Vedere la realtà così come essa è veramente, o almeno liberarsi progressivamente dei nostri filtri, è un grande atto di fede. Gli attaccamenti alle credenze ed ai rituali delle nostre tradizioni diventano una sicurezza falsa e che falsifica. Così molte persone profondamente religiose provano avversione o antipatia per la meditazione, perché sembra minare (e di fatto lo fa) i confini sicuri che proteggono la nostra visione del mondo ed il nostro crederci differenti e superiori agli altri.

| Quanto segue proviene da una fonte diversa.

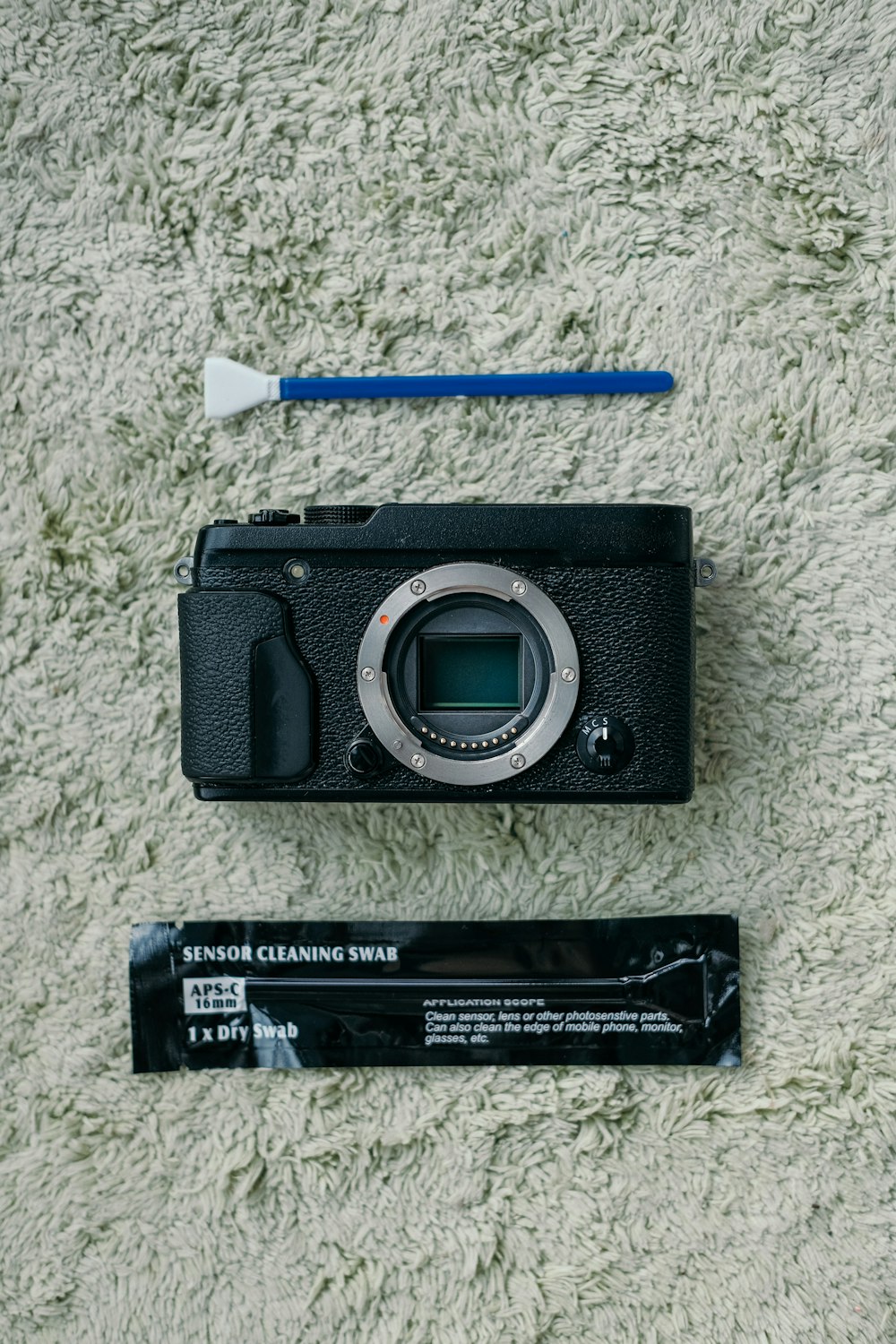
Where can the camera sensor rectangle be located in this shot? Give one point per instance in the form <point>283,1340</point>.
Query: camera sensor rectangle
<point>469,672</point>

La via della fede, invece, non è una adesione miope ad un determinato punto di vista e ai sistemi di credenze e rituali che lo esprimono. Questo ne farebbe una ideologia o una setta, non sarebbe fede. La fede è un percorso di trasformazione che ci chiede di metterci in cammino, attraverso e oltre i nostri schemi di credenze e osservanze esteriori – senza tradirli o rifiutarli, ma neanche rimanendo intrappolati nelle loro espressioni. San Paolo ha parlato della via della salvezza con un inizio ed una fine nella fede. La fede è dunque aperta e senza fine, fin dal principio del cammino dell’uomo. Naturalmente abbiamo bisogno di una struttura, di un sistema e di una tradizione. [Ma] se rimaniamo centrati stabilmente su di esse, invece che confinati nelle e definiti dalle stesse, lo Spirito si disvela. La nostra comprensione della verità si amplia costantemente, il nostro apprendimento della realtà accelera.